The present invention relates generally to infrared (IR) cameras and detectors. More particularly, the present invention relates to a lens system and method for use with a lightweight infrared (IR) camera.
Infrared cameras and sensors in general, and microbolometer cameras in particular, are well known to those skilled in the art. See, for example, U.S. Pat. Nos. 5,688,699; 5,999,211; 5,420,419; and 6,026,337, all of which are incorporated herein by reference. Infrared microbolometer cameras typically include an array of infrared sensitive sensing detectors, each having a resistance that changes with temperature, with each detector having an infrared absorber that may be formed in several ways. See, for example, U.S. Pat. Nos. 5,939,971 and 5,729,019, herein incorporated by reference.
During operation, the incoming infrared radiation heats each sensing detector in proportion to the amount of infrared radiation received. The sensing detectors are then queried, typically one by one, to determine the resistance of the sensing detectors, and thus the amount of infrared radiation received. Typically, supporting electronics are provided with the camera to process the detector output signals, provide calibration and compensation, and provide a resulting image.
Because heat is used to measure the amount of incoming infrared energy, changes in the ambient temperature of the microbolometer array can significantly affect the detector signals. To compensate for this, many infrared cameras or detectors have a thermoelectric stabilizer to regulate the temperature of the array. In one example, thermoelectric stabilizers are used to maintain the array temperature at a known value. A limitation of using thermoelectric stabilizers is that they can draw significant power and can add significant weight to the system.
Because of manufacturing tolerances, each sensing detector in the camera or detector may have a slightly different zero point than other detectors within the system. To compensate for these detector-to-detector differences, many infrared cameras or detectors have a means for providing a zero radiation baseline value, which is made available to interpret or calibrate the detector output signals. One method for providing the zero radiation baseline is to use a shutter or chopper to periodically block the incoming infrared energy. When the shutter or chopper is activated, a zero radiation baseline is read and stored. A limitation of this approach is that the shutter or chopper can add significant complexity and weight to the system, which for some applications, can be particularly problematic. Another approach for providing a zero radiation baseline is to periodically point the camera at a uniform infrared source such as the sky. This, however, can require significant control circuitry to periodically change the direction of the camera, again adding weight to the system.

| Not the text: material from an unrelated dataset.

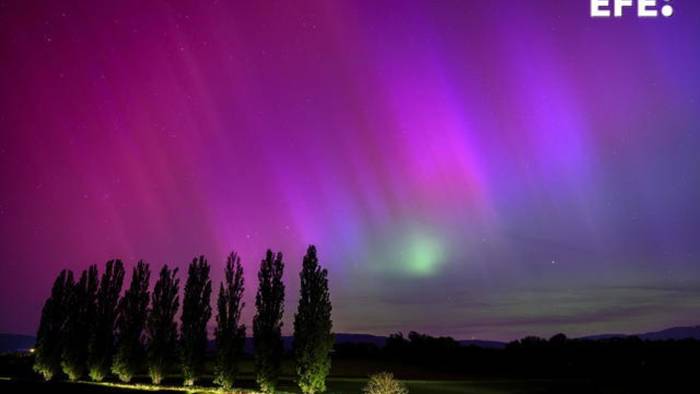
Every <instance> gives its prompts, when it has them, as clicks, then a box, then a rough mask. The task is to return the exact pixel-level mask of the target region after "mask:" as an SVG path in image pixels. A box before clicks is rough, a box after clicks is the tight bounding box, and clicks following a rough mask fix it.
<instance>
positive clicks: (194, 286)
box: [181, 256, 211, 386]
mask: <svg viewBox="0 0 700 394" xmlns="http://www.w3.org/2000/svg"><path fill="white" fill-rule="evenodd" d="M209 269H210V267H209V263H207V260H206V259H205V258H204V256H199V258H198V259H197V258H195V259H194V260H192V263H190V266H189V269H188V272H187V283H186V284H185V295H184V298H183V300H182V328H181V329H182V338H181V346H182V349H181V350H182V375H183V378H184V380H185V385H186V386H191V385H193V384H194V382H195V381H196V380H197V379H198V378H199V377H200V376H202V374H203V373H204V357H205V355H206V351H207V323H208V322H209V318H211V305H210V299H211V280H210V279H209Z"/></svg>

Typically, a lens system is used to focus the incoming infrared radiation on the sensing detectors. The lens system often includes a triplet of lenses. The first lens typically forms an image having significant distortion, such as spherical aberration. The focal plane of the first lens often is a focal surface which is curved, and produces a distorted image if provided directly to a planar detector array. The distorted image is often corrected by one or more correcting lenses. The correcting lenses can be used to produce a useable image, but add significant weight to the infrared camera.
For some applications, the weight of the infrared camera can be important. For example, for lightweight micro air vehicle (MAV) applications, the weight of the infrared camera can impact the size, range and other critical performance parameters of the vehicle. As such, a lightweight infrared camera having a lightweight lens system would be highly desirable.